While the cloud-masked sun rose somewhere behind them, warming the mists slightly, they shared a meager breakfast of emergency cube concentrates.
“Whoever created these,” she grimaced in distaste, biting off a small piece of a pink square, “must have been part machine. They didn’t program anything like taste or flavor into them.”
Luke tried not to let the awful taste he was experiencing show. “Oh, I don’t know. They’re designed to keep you alive, not to taste good.”
“Want another one?” She extended a blue square with the consistency of dead sponge. Luke eyed it, half-smiled queasily.
“Not … right away. I’m kind of full.” She nodded knowingly, then smiled. He grinned back at her.
The long day never grew truly comfortable, but their suits and the thermal capes kept them warm enough. By late morning it had grown sufficiently hot for them to unhook the capes, fold the thin material into small rectangles, and put them up in suit pockets.
The rare breaks in the mist were never large enough to give them a view of the rising sun, though Threepio and Artoo assured them it was there. It attacked the mist persistently, raising the light level from mere dimness to a kind of enthusiastic twilight.

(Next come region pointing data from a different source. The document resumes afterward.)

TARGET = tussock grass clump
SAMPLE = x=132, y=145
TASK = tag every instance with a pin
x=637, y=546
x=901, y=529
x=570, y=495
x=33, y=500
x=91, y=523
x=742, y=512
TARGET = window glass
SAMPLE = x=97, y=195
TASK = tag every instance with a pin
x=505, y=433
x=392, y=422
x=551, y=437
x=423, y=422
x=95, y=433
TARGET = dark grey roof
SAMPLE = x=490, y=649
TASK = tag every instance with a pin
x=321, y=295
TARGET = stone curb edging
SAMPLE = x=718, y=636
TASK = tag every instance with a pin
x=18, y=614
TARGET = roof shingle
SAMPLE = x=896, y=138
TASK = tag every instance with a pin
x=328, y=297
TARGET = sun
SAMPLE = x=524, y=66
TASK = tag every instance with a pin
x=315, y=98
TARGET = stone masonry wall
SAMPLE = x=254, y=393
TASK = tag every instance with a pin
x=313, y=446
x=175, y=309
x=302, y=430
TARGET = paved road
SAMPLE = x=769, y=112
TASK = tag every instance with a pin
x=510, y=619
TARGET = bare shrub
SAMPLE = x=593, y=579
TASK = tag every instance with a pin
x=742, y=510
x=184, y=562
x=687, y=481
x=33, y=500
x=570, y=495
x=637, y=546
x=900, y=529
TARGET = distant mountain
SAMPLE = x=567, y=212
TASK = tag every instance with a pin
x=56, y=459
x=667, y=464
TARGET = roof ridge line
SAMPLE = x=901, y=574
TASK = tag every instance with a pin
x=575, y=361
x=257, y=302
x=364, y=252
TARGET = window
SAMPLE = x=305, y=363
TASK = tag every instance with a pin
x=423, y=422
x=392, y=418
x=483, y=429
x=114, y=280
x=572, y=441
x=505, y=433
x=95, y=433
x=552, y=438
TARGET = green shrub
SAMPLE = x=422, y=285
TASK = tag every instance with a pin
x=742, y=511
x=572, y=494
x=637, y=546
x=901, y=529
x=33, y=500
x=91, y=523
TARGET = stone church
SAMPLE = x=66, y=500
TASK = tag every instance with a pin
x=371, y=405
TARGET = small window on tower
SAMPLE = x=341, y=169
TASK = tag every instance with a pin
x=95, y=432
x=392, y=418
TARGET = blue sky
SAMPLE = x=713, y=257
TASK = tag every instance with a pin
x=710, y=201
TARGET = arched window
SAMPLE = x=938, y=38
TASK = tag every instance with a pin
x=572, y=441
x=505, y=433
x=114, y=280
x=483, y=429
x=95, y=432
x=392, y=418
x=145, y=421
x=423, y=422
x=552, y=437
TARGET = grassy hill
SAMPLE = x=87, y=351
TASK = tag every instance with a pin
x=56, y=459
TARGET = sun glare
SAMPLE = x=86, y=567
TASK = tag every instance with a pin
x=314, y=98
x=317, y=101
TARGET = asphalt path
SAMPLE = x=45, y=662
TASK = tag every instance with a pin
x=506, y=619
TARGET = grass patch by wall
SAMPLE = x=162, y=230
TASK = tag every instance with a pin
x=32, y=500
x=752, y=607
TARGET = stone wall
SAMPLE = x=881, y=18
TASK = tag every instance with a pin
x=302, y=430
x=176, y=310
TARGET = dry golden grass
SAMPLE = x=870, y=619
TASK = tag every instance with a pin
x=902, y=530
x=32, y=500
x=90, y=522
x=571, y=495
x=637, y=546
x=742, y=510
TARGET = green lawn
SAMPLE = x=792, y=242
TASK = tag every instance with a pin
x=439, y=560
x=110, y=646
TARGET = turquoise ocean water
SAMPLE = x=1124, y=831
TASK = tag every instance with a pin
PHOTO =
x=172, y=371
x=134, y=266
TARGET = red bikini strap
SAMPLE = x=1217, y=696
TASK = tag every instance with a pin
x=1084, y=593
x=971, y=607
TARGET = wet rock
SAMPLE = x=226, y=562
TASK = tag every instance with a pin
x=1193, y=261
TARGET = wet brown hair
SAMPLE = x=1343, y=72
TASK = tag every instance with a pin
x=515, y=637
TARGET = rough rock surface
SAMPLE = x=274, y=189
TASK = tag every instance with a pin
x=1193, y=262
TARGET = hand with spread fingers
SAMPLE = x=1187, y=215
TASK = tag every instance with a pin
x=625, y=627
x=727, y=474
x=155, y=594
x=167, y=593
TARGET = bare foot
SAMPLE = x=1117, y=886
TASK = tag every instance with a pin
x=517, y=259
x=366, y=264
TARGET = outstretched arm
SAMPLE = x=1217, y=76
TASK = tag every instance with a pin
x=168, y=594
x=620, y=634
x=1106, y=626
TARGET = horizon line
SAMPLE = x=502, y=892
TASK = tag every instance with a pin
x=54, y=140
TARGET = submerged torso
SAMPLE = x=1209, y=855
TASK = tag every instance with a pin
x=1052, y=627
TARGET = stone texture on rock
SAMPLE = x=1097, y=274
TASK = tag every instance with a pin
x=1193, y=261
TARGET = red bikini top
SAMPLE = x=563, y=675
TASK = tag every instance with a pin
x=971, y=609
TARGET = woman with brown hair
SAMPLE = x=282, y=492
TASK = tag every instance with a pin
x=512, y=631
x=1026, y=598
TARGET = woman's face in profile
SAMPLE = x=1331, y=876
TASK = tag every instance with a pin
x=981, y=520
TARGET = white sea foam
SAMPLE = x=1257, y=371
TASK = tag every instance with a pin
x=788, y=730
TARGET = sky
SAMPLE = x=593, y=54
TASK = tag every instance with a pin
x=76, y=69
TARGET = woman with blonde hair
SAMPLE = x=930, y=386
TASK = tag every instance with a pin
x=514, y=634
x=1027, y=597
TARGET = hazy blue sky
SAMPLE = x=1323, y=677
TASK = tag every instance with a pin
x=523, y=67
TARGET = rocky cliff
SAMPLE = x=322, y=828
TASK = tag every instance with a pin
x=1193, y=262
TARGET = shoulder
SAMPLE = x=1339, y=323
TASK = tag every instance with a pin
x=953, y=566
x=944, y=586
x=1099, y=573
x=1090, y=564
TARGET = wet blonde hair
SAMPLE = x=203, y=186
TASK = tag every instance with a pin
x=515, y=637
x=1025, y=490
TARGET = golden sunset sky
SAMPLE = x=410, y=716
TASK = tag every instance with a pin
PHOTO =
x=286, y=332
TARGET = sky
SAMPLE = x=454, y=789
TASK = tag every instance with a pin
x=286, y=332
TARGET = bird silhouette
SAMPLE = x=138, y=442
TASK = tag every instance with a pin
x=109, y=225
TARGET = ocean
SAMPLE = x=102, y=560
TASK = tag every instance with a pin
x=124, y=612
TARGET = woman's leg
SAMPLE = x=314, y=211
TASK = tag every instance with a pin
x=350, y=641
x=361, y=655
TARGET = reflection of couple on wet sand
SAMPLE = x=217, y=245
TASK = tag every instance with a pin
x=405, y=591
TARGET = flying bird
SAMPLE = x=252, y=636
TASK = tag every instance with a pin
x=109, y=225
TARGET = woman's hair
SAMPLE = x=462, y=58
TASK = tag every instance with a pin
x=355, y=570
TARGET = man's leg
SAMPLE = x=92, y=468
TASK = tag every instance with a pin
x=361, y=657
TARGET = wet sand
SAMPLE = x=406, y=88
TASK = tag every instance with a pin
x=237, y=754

“We should be getting close to the beacon,” she told them all around midday. Luke wondered how many hours they’d slept. Nights and days would be long on Circarpous/Mimban.
“We have to be prepared to find nothing, Princess. There might not be a beacon station.”
“I know,” she admitted quietly. “We’ll have to search, though. We can walk in an expanding spiral from the place I plotted, and hope.”
A long wall of trees and lesser growth lay ahead. They plunged into it without hesitating, trading ease of passage for secure footing.
“Pardon me, sir.”
Luke looked slightly ahead and to his right. Both robots had paused and See Threepio was leaning against something. “What is it, Threepio?”